# This notebook will explain how to open, interact with and plot data from a Sentinel 5 netCDF file

### Import the needed libraries

In [612]:
import netCDF4
import xarray as xr
import pandas as pd
import geopandas as gpd
import plotly.graph_objects as go
import plotly.express as px
import numpy as np

### Set a variable to store the path to the netCDF file you want to analyze

In [613]:
path = r"/Users/kevinboyle/Downloads/S5P_NRTI_L2__NO2____20200420T041948_20200420T042448_13049_01_010302_20200420T045750-2.nc"

### Load in the dataset and store it in a variable. the xarray dataset prints out a neatly formatted view of the data attributes

In [542]:
dataset = netCDF4.Dataset(path)

In [543]:
xarrayData = xr.open_dataset(path)

In [7]:
xarrayData

## The file is split in to two groups; product and metadata. The numerical data is all in the product group. The below figure is from the Sentinel User's Manual.
https://sentinel.esa.int/documents/247904/2474726/Sentinel-5P-Level-2-Product-User-Manual-Cloud

![image.png](attachment:image.png)

### netCDF4 is object-oriented. So to access the groups, use "dot-notation". The groups are structed as python dictionaries.

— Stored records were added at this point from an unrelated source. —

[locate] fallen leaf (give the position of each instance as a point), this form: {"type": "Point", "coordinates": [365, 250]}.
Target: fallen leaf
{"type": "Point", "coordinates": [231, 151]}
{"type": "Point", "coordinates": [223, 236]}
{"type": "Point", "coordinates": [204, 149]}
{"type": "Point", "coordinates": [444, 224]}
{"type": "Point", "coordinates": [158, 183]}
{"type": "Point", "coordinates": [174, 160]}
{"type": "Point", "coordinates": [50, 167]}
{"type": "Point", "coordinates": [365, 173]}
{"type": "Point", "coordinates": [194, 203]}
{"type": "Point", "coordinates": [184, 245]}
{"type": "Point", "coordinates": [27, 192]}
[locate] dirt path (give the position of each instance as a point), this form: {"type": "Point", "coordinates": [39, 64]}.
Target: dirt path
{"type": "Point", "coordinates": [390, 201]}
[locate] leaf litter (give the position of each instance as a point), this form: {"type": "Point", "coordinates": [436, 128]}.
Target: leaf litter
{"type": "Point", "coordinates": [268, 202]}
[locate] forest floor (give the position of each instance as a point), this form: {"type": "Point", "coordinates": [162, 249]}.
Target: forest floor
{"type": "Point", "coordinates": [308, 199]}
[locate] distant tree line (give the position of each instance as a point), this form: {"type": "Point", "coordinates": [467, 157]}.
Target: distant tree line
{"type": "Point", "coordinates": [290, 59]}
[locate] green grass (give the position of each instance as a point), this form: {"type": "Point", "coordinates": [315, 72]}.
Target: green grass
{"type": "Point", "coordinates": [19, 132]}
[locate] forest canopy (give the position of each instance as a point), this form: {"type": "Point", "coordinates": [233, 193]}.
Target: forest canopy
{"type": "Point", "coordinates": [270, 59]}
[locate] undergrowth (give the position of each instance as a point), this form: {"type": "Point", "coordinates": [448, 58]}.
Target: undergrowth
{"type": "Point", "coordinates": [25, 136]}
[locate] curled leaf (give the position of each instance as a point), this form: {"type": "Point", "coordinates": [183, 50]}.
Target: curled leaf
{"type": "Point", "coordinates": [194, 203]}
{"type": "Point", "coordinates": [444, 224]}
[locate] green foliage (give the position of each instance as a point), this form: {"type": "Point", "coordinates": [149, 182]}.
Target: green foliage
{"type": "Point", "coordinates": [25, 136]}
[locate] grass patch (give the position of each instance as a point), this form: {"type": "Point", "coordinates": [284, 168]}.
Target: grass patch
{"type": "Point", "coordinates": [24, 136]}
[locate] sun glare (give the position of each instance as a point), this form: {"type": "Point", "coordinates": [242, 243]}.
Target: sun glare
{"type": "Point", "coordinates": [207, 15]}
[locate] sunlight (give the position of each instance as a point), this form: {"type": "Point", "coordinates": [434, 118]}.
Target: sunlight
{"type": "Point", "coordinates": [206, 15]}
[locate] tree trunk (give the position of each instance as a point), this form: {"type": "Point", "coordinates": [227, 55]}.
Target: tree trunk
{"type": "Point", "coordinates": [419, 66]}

To access a specific group, use square brackets and string literals as shown below.

In [544]:
dataset.groups.keys()

odict_keys(['PRODUCT', 'METADATA'])

In [175]:
metadata = dataset.groups['METADATA']

In [11]:
product = dataset.groups['PRODUCT']

In [139]:
product.variables.keys()

odict_keys(['scanline', 'ground_pixel', 'time', 'corner', 'polynomial_exponents', 'intensity_offset_polynomial_exponents', 'layer', 'vertices', 'latitude', 'longitude', 'delta_time', 'time_utc', 'qa_value', 'nitrogendioxide_tropospheric_column', 'nitrogendioxide_tropospheric_column_precision', 'nitrogendioxide_tropospheric_column_precision_kernel', 'averaging_kernel', 'air_mass_factor_troposphere', 'air_mass_factor_total', 'tm5_tropopause_layer_index', 'tm5_constant_a', 'tm5_constant_b'])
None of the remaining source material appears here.